Continuing along our roads less travelled, we followed the Mississippi river, arriving at Donaldsonville (there are a lot of towns whose names end in “ville”). Where we had an interesting walk around the town.  We learned that they were Confederates during the war and like many of the small towns we’ve visited, they are proud of their history and their town.

The church was quite beautiful. Founded in 1772, on orders by King Charles III of Spain, the first stones were laid in 1876 but it wasn’t completed for 20 years.

We wandered around the crypts and tombs in the cemetery noting that they, too were all above ground.

We had parked a distance from the main town and walked through the suburbs, new and old to reach the town centre. On the way back I couldn’t resist taking snaps of this interesting domicile.

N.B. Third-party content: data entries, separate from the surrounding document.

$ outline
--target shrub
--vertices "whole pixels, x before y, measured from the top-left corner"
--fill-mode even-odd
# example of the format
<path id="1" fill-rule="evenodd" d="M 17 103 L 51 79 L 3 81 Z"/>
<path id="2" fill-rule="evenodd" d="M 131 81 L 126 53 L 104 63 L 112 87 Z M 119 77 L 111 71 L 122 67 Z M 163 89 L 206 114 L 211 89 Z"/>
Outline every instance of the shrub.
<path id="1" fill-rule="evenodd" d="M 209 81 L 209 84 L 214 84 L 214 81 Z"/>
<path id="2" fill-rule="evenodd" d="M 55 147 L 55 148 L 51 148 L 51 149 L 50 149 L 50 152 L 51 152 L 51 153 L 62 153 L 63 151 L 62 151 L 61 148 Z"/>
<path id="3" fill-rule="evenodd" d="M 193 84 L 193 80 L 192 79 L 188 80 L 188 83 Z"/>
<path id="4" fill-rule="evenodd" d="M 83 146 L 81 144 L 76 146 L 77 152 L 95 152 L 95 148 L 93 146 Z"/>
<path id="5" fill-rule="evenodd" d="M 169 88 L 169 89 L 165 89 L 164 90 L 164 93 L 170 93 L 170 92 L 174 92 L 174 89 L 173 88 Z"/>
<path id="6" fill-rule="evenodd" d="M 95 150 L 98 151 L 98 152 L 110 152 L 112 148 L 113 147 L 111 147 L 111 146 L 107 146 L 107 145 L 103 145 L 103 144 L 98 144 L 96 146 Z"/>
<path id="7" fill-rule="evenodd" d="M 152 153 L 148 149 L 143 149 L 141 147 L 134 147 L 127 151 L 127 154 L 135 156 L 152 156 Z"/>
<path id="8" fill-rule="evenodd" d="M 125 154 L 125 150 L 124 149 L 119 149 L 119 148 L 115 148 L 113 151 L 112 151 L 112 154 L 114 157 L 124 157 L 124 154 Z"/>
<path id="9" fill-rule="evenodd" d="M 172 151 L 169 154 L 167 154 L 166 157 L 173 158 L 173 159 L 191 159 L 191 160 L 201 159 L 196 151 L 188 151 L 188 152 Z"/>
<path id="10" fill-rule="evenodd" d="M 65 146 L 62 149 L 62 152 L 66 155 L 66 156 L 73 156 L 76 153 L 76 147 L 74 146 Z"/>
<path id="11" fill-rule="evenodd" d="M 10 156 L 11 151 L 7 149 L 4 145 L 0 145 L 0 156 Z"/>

We guessed this was their security device.

We had one last stop on our journey through Louisiana. Baton Rouge and the state capital building.

As we drove in, we passed one of the 29 locks of the upper Mississippi River, the Port Allen lock. It is the largest free-floating lock of its kind and also one of the busiest.

We drove over the Huey P. Long bridge, opened in 1935 to commemorate the Governor, who was also assassinated in the same year.

We headed for the CBD and the State Capitol Building which is situated among beautiful parklands adjacent the Mississippi River.  They also have the most adorable squirrels and this one posed every so nicely for his photo.

They also have, as we’ve discovered at each of the State Capital buildings we’ve visited, a replica Liberty bell.

The capital building is 137 meters tall with 34 stories. Two separate lifts whisk visitors up 27 floors to an observation deck with 360-degree views of the city.

We were also able to wander around and enjoy the grandeur of the halls of power, so to speak.

Including the Senate chamber that was in session but had broken for lunch.

Our last stop in Louisiana was the historic town of Natchez. Settled by the French in 1716 it is the oldest non-native settled region on the Mississippi River and where we picked up the Natchez Trace Parkway, all the way to Nashville, Tennessee.